One day I went to Karbala, a holy Shiite city south of Baghdad. I wore a full-length abaya and a hijab head covering, appropriate dress for a woman in a religious Muslim city. I met with the Karbala police chief and toured the police station, ending at the women’s cell.

Many Iraqi women, especially those in rural communities, stay at home with their children, so I had had few opportunities to interview women. I wondered about their lives. With a few steps into a cramped cell, I had my first chance to hear and tell some of their stories.

The prisoners rushed toward me, their arms outstretched as they gushed Arabic phrases and planted kisses on both sides of my face.
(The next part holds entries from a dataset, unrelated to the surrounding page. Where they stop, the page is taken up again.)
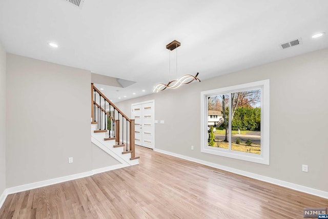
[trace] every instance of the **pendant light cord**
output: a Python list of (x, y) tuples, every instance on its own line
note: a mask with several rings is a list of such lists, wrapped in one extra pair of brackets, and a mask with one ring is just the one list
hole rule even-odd
[(169, 53), (169, 81), (171, 80), (171, 50)]
[(178, 78), (178, 45), (175, 45), (175, 49), (176, 50), (176, 69), (175, 71), (175, 77), (176, 78)]

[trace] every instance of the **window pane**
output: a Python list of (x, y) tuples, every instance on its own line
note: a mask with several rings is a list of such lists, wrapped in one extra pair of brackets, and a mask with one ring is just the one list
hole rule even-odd
[(207, 99), (208, 146), (228, 149), (229, 132), (226, 132), (225, 127), (228, 123), (229, 95), (208, 96)]
[(233, 93), (231, 149), (261, 154), (261, 90)]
Kulfa Abdali Musa, 44, and her two daughters, Suad, 22, and Miad, 19, were being held on murder charges. “Please,” the mother said, “I want to get out but I have no money for a lawyer.”

Another woman stood out to me because she was older, about the age of a grandmother, and didn’t offer up her story. She stood off by herself and started to cry. Later, the U.S. soldiers in charge of the jail told me about assaults on female prisoners, and other poor conditions. The woman crying in the cell, the soldiers said, was serving time in place of her daughter, who had an infant; a single mother could not serve time with her child.

The daughter was accused by her brother-in-law of murder, but witnesses said she could not have done it. An Iraqi judge would hear her case the next day. My pen and notepad would be there.